2Measurement precision
If performance evaluation information is collected from multiple charging stations, then diagnosis accuracy is improved, but data collection and processing time increases
Solution Approach 1:
Performance evaluation information is collected during routine charging operations at charging stations, rather than requiring separate diagnostic sessions. The system accumulates data from multiple charging events over time, performing preliminary data gathering during normal battery usage. This eliminates the need for dedicated diagnostic time while building up a comprehensive dataset for accurate SOH diagnosis.
3Productivity
If control factors are updated based on SOH changes, then battery performance is optimized, but frequency of updates increases system complexity
Solution Approach 1:
The system implements a feedback mechanism where SOH diagnosis results directly trigger control factor updates. The remote server continuously monitors performance evaluation information, diagnoses SOH changes, and automatically adjusts control factors for charging/discharging operations.
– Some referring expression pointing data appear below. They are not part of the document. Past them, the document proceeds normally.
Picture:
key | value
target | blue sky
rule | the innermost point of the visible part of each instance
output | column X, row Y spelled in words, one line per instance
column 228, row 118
This closed-loop feedback ensures performance optimization while automating the update process to manage complexity.
Data Source
AI summary
A battery performance management system and method using an electric vehicle charging station. The battery performance management server collects battery performance evaluation information including identification information and operation characteristic accumulative information of a battery, identification information and driving characteristic accumulative information of the electric vehicle, and latest charging characteristic information of the battery from a plurality of charging stations through a network. The server determines a current state of health (SOH) corresponding to the collected battery performance evaluation information by using an artificial intelligence model that is trained in advance to receive the battery performance evaluation information and output a SOH of the battery. The server determines a latest control factor corresponding to the current SOH, and transmits the latest control factor to the charging station so that the charging station may transmit the latest control factor to a control system of the electric vehicle to update the control factor.